Le formulaire précise que le précédent certificat d’immatriculation doit être retourné. Ce point est parfois négligé, alors qu’il participe à la mise à jour régulière de la situation du navire. Si le certificat n’est plus disponible, il est prudent d’anticiper une explication ou une régularisation auprès de l’administration concernée.

Conserver une copie complète du dossier transmis

Même lorsque le dépôt se fait dans un cadre bien maîtrisé, il est recommandé de conserver une copie intégrale du formulaire signé et de toutes les pièces jointes. En matière maritime, les formalités peuvent s’articuler avec d’autres démarches, notamment contractuelles, douanières ou d’exploitation. Disposer d’un dossier archivé facilite les échanges ultérieurs.

Ce qu’il faut retenir sur le formulaire R50570

Le CERFA 15897*02 est le formulaire de référence pour demander le transfert de propriété d’un navire de commerce ou de pêche immatriculé en France.

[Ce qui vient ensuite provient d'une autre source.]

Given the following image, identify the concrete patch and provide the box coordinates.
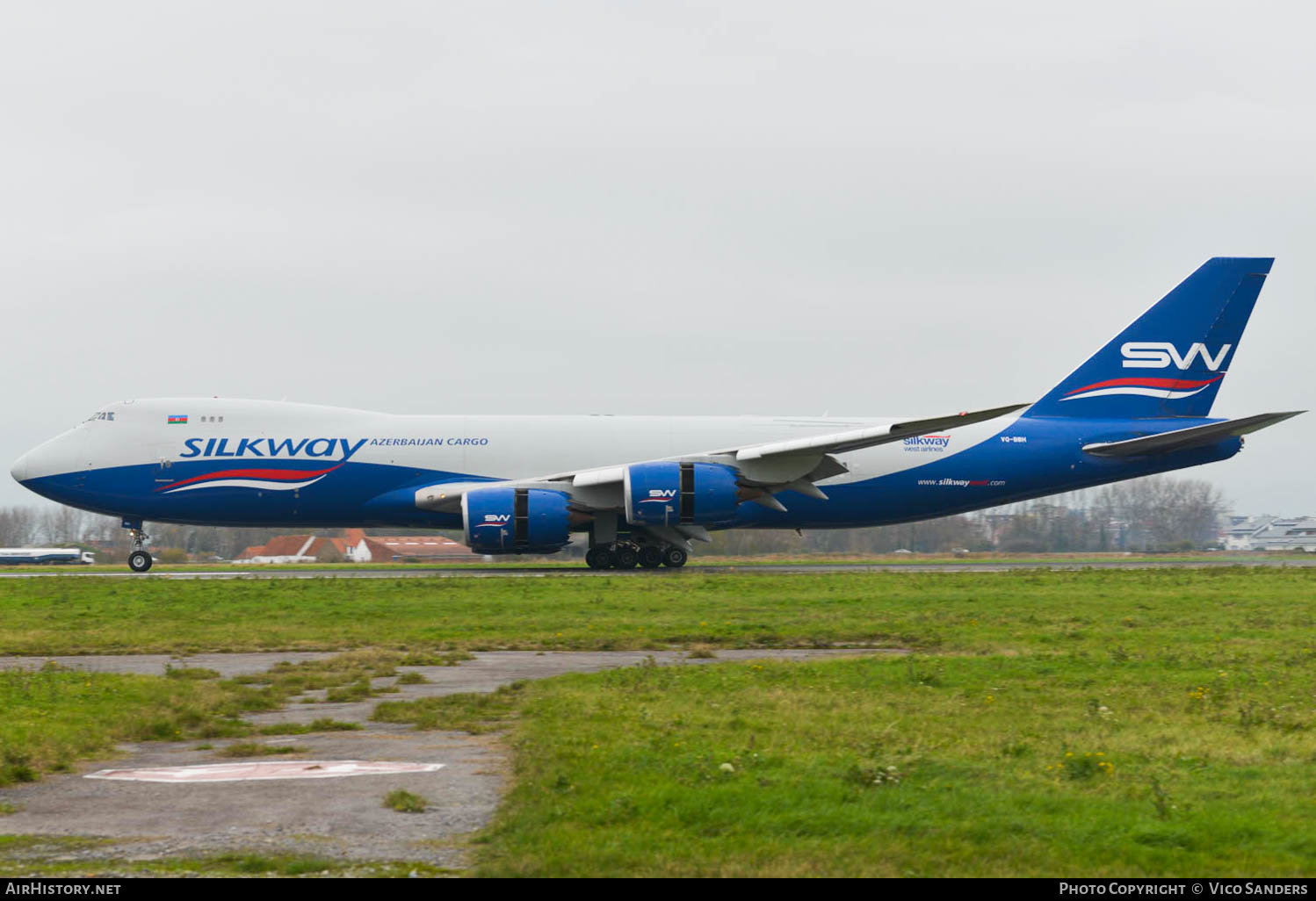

Il relève d’une démarche professionnelle, encadrée par le code des transports, et suppose un dossier rigoureux malgré la brièveté du document.

La réussite de la formalité repose sur quelques principes simples : identifier précisément le demandeur, reprendre sans erreur les références du navire, joindre le bon justificatif de propriété, fournir un Kbis récent ou un certificat équivalent, restituer l’ancien certificat d’immatriculation et signer avec la bonne qualité.

La dernière vérification DILA mentionnée pour cette fiche remonte au 30 avril 2019. En cas d’évolution des pratiques de dépôt ou des exigences administratives, il reste prudent de consulter la fiche officielle associée sur Service-Public.fr avant transmission du dossier.